3.        O Capital Financeiro e o marxismo tradicional

   Marx criticou, violentamente, a "teoria reducionista do capitalismo” e pôs Proudhon a ridículo. O movimento operário marxista demarcou-se, claramente, da ideologia pequeno-burguesa e da sua mal versada noção de capital. O objeto da crítica era o próprio capital produtivo socialmente concentrado a alto nível e, portanto, o modo de produção capitalista enquanto tal. E isto com base na experiência dos operários fabris, que compreendiam perfeitamente que a lógica capitalista (que eles tinham de suportar nas suas vidas) era a do próprio processo de valorização produtivo e não a de um “vampiresco” poder exterior do capital que rende juros.
   Em todo o caso, também a crítica do capitalismo do marxismo do movimento operário ficou reduzida, se bem que de um modo diferente do da pequeno-burguesa. Contrariamente ao cerne da teoria marxista, as formas sociais do princípio da valorização (trabalho abstrato; forma do “valor”, "economia empresarial"; forma do dinheiro como forma geral da reprodução, mediação do mercado, regulação estatal, etc.) seriam compreendidas, sobretudo, como fundamentos ontológicos supra-históricos da socialização e não como coisas a superar. A crítica não se virou, realmente, contra a lógica de fim em si mesmo do sistema já interiorizada nas suas formas, mas (neste especto muito à maneira da crítica pequeno-burguesa) contra o grupo sociologicamente determinado ("classe") dos beneficiários e representantes. Não era o capital, como forma de reprodução "objetivada", mas os capitalistas, como portadores da vontade social de exploração subjetivamente compreendida, que pareciam ser o mal. Mas, contrariamente à ideologia pequeno-burguesa, os próprios donos das fábricas do capital produtivo seriam como tal considerados, sendo os donos do capital que rende juros apenas uma fração periférica da "classe capitalista".

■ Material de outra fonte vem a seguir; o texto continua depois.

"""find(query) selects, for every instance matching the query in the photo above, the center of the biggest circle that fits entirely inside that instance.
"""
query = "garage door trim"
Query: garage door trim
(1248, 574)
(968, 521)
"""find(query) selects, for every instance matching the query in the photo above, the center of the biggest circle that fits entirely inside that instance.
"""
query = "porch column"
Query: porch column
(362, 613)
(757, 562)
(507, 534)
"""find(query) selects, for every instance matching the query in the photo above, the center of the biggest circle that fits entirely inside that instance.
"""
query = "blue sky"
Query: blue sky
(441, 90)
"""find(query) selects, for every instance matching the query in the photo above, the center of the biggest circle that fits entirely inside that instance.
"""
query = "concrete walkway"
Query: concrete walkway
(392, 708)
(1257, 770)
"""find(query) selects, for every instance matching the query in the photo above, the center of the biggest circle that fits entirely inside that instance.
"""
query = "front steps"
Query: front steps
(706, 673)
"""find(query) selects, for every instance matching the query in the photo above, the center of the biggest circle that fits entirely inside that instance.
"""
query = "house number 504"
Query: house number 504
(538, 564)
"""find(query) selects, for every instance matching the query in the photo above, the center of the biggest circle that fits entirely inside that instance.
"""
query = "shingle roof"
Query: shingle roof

   O que o movimento operário chamou “socialismo” não passava, na realidade, de uma ideia de "capitalismo organizado" sem capitalistas, considerado como proprietário jurídico do capital produtivo. Os operários fabris aspiravam, por um lado, ao reconhecimento jurídico, como sujeitos integrais e autónomos do processo de valorização (direito de voto, direito de sindicalização, direito do trabalho, estatuto da empresa, etc.); por outro lado, devia a "mais-valia obtida", ou ser distribuída com justiça entre os trabalhadores (segundo Lassalle), ou com justiça administrada pelos representantes da "classe operária".

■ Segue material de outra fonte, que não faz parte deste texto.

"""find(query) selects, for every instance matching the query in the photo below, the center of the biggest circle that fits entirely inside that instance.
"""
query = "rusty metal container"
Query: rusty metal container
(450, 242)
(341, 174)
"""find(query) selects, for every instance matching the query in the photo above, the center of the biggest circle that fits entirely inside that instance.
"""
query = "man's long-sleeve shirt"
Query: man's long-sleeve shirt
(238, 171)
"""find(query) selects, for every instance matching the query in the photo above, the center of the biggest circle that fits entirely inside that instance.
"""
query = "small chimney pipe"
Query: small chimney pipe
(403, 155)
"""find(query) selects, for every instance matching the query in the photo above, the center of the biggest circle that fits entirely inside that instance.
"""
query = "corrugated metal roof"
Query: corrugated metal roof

   Era completamente o que Marx sempre qualificara de "ilusão jurídica", ou seja, a noção ideológica de que a lógica da valorização do capital ontologizada e intacta enquanto tal, no seu contexto da forma e no seu caráter destrutivo de fim em si mesmo, poderia ser transformada numa sociedade diferente, de algum modo redefinida como amiga da humanidade através duma simples mudança das relações de propriedade jurídicas e das relações de poder políticas a favor do trabalhador.
   À falsa ontologia do marxismo do movimento operário pertence, também, a pretensamente natural abstração "trabalho", isto é "o trabalho abstrato", segundo Marx a substância do capital. Mas a consequente ética "protestante" do trabalho do marxismo tradicional ainda se diferencia da ética paternalista dos pequenos burgueses, empresas familiares, donos de hospedarias, artesãos, pequenos lojistas, etc.. Era a ética do trabalho mais "objetivada" e abstrata, no contexto de grandes estruturas e processos funcionais cientificizados muito mais agregados. Como resultado, é certo que surgiu o impulso primário contra os "rendimentos sem trabalho" ("fora com os ociosos"), tal como entre os pequenos burgueses; mas também dirigido contra os proprietários jurídicos dos meios de produção objetivamente socializados, em vez de apenas contra os "tubarões do dinheiro" do capital que rende juros e, neste contexto, com uma relação completamente diferente para com o papel crescente do crédito.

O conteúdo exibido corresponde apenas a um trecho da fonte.